A declarative way to scrape the web, with Ruby.

Primary LanguageRubyOtherNOASSERTION

x-ray

A declarative way to scrape the web, with Ruby.

Example

xray('https://blog.ycombinator.com/', '.post', [{
  title: 'h1 a',
  link: '.article-title@href'
}])

Installation

bundle install x-ray

Documentation

This is a ruby implementation of X-ray. It uses the same selector API.

Selector API

xray(url, selector)

Scrape the url for the following selector, returning an object.

Scrape a Single Tag

xray('https://blog.ycombinator.com', 'title')

Scrape a Single CSS Class

xray('https://blog.ycombinator.com', '.article-title')

Scrape a Single Attribute

xray('https://blog.ycombinator.com', 'a.article-title@href')

Scrape innerHTML

xray('https://blog.ycombinator.com', '.content-section')
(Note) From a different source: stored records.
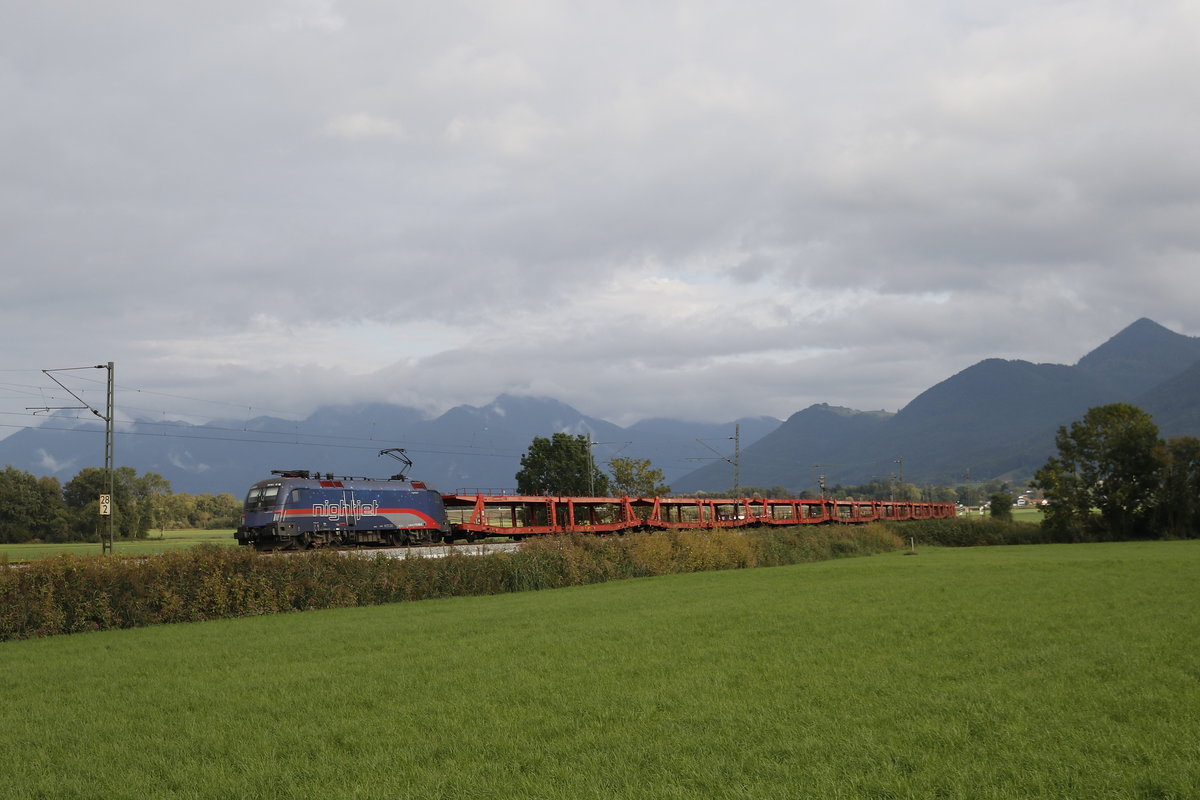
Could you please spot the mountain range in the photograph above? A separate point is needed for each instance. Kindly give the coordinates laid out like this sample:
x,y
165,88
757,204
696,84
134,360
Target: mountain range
x,y
995,419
xray(url, scope, selector)

You can also supply a scope to each selector.

# example.com = "<body><h2>Pear</h2></body>"
xray('https://example.com', 'body', 'h2')
# returns "Pear"

Pipes

xray('https://example.com', 'body', 'h2 | downcase')
# returns "pear"

You can pipe functions using the | character. If the returned value is a string, you can pipe string functions like downcase on the value. Alternatively, you can define your own functions and pipe the value to them.

def concat_test(val)
  val + "test"
end

xray('https://example.com', 'body', 'h2 | downcase | concat_test')
# returns "peartest"

As the above example demonstartes, you can also pipe multiple functions.

Filters

def external?(val)
  URI(val).host != 'ycombinator.com'
end
xray('https://blog.ycombinator.com', ['img@src > external? | downcase'])

To select exteranl images on ycombinator's blog, you can use the > character.

  • N.B.: pipe and filter functions are executed in the order they are written.

Selecting Multiple Values

To select all .article-titles on the page, put the selector in an array.

xray('https://blog.ycombinator.com', ['.article-title@href'])
# returns ["http://blog.ycombinator.com/post1", "http://blog.ycombinator.com/post2", ...]

Selecting several attributes

xray('https://blog.ycombinator.com/', '.post', [{
  title: 'h1 a',
  link: '.article-title@href'
}])
# returns [{title: "post title 1", link: "http://blog.ycombinator.com/post1"}, {title: "post title 2", link: "http://blog.ycombinator.com/post2"}, ...]

Limitations

Currently, sub-selection, pagination, concurrency, and rate-limiting is not implemented.

Acknowledgements

Matthew Mueller - Created the original X-ray for Node.

License

X-ray is free--as in BSD. Hack your heart out, hackers.